Whooping Cough Vaccine Not as
Effective as Thought and Spreads Through Those Vaccinated
January 26, 2016
Story at-a-glance
−
-
Twenty-six students at a Florida preschool contracted
whooping cough even though the majority of the students
were fully vaccinated against it, according to the CDC’s
recommended schedule
-
In one particular classroom in which all students had
received the pertussis vaccine, 50 percent still
developed whopping cough
-
Health officials in the area expressed concern that the
vaccine is not protecting children as it should be and
suggested its protection lasts only two to three years
By Dr. Mercola
When making the choice to receive a vaccination, for yourself or
your child, you probably do so under the assumption that the vaccine
is going to protect you from that particular disease.
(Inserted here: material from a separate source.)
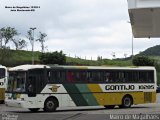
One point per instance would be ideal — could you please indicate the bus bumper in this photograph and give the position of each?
(15, 103)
Most do not even question this assumption, because they think,
well, why would the medical establishment give out, and U.S. health
officials promote, vaccines that don't work?
This is, however, a question deserving of an answer, especially
in light of increasing evidence that some vaccines do not work as
intended or advertised.
This is particularly the case with the whooping cough (pertussis)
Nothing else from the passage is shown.